Krasnalowa wskazówka na białej kartce,
Że wszystko ma swój czas,
Więc i róż nikt tu nie pośpiesza.
W beczce deszczu pływają owoce drzew nad nami,
Niewyjęte, bo wpadły tam same,
Więc dokładnie tam powinny były być.
W żabiej trawie stoi tu huśtawka.
Mimo że zepsuta, cudownie nawet nie drgnie.
Jej zawiasy nie tykają,
Choć rama, wpływem słońca, zmienia kolor.
W swoim czasie, lecz na stałe.
Kładliśmy się, zamykając oczy popołudniowym snem.
I co było dalej, już czasem nie pamiętam.
Wybudziło mnie tykanie drzwi mojego ogrodu
I spalone mleko na kuchence.
***
Gdy wokoło bywa ciemno
I my gasimy światła.
Wtapiamy się w noc
I stajemy się bezkarni.
Dwoje sędziów sądu niczyjego.
Siadamy wtedy przy sobie,
Jak dzieci, które robią coś,
Czego robić im nie wolno.
Niewyprowadzane szczenięta,
Patrzą nocą przez to samo okno.
W mieszkaniu naprzeciwko
Nic się nie ukryje,
Bo żyje, i niewinnie nie próbuje.
My patrzymy.
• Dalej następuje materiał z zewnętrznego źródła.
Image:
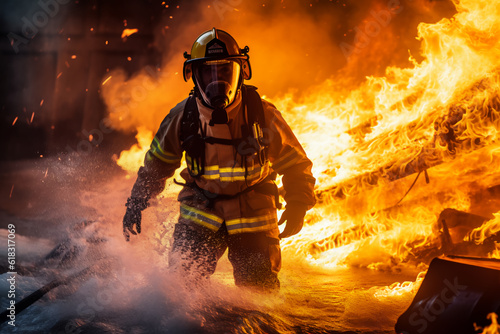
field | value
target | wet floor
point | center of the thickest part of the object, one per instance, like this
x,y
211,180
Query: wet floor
x,y
68,224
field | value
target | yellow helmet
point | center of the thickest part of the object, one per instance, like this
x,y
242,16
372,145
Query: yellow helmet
x,y
217,66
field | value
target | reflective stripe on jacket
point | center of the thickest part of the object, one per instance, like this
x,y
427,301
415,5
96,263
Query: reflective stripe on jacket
x,y
228,173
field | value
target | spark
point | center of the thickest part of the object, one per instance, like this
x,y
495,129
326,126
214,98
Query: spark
x,y
127,32
104,82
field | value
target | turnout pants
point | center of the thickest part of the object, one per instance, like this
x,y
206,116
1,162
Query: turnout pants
x,y
255,257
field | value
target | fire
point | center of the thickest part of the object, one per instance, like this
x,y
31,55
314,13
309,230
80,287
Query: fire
x,y
390,153
128,32
132,159
493,328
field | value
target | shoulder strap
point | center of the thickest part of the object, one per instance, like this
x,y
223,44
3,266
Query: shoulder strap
x,y
254,105
190,123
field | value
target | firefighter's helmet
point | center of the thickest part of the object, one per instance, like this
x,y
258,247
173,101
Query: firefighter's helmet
x,y
217,66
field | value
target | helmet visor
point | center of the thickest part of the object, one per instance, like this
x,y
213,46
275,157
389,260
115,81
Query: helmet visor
x,y
217,80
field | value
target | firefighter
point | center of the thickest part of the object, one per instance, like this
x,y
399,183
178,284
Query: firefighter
x,y
234,143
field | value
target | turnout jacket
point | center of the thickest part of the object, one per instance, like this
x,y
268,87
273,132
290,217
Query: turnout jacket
x,y
224,172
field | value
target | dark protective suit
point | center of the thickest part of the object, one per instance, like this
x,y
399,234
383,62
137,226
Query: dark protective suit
x,y
243,221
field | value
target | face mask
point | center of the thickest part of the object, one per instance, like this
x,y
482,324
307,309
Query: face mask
x,y
218,82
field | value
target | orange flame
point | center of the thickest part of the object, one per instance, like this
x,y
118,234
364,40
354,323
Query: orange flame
x,y
440,115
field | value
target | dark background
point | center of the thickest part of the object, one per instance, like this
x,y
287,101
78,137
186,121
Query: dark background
x,y
43,69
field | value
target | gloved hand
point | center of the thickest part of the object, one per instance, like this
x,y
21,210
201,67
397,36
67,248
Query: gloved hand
x,y
294,217
133,216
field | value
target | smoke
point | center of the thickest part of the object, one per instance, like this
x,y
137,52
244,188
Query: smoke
x,y
294,47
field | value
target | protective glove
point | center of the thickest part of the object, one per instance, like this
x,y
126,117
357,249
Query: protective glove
x,y
133,216
294,217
Tamci tańczą.
Gotują razem co wtorek.
W niedziele nigdy ich nie ma.
Winnym wzrokiem, patrząc na nich,
Mówiłeś mi jak to niebezpiecznie,
Gdy wokoło tylu podglądaczy,
Bezczelnie zostawiać nam szczeliny,
Pokazywać, czego w oknie
Widzieć nie wypada.
Mglisty śmiech, bo to my żyjemy,
Że życiem nieswoim, nikt nie mówił.
Szczelinowe szczenięta,
Dziś patrzą w inne okna,
Bo i ja piję wino, patrzę na nich.
I myślę, czy nas ktokolwiek by podglądał,
Skoro nawet ja nie chcę na nas patrzeć.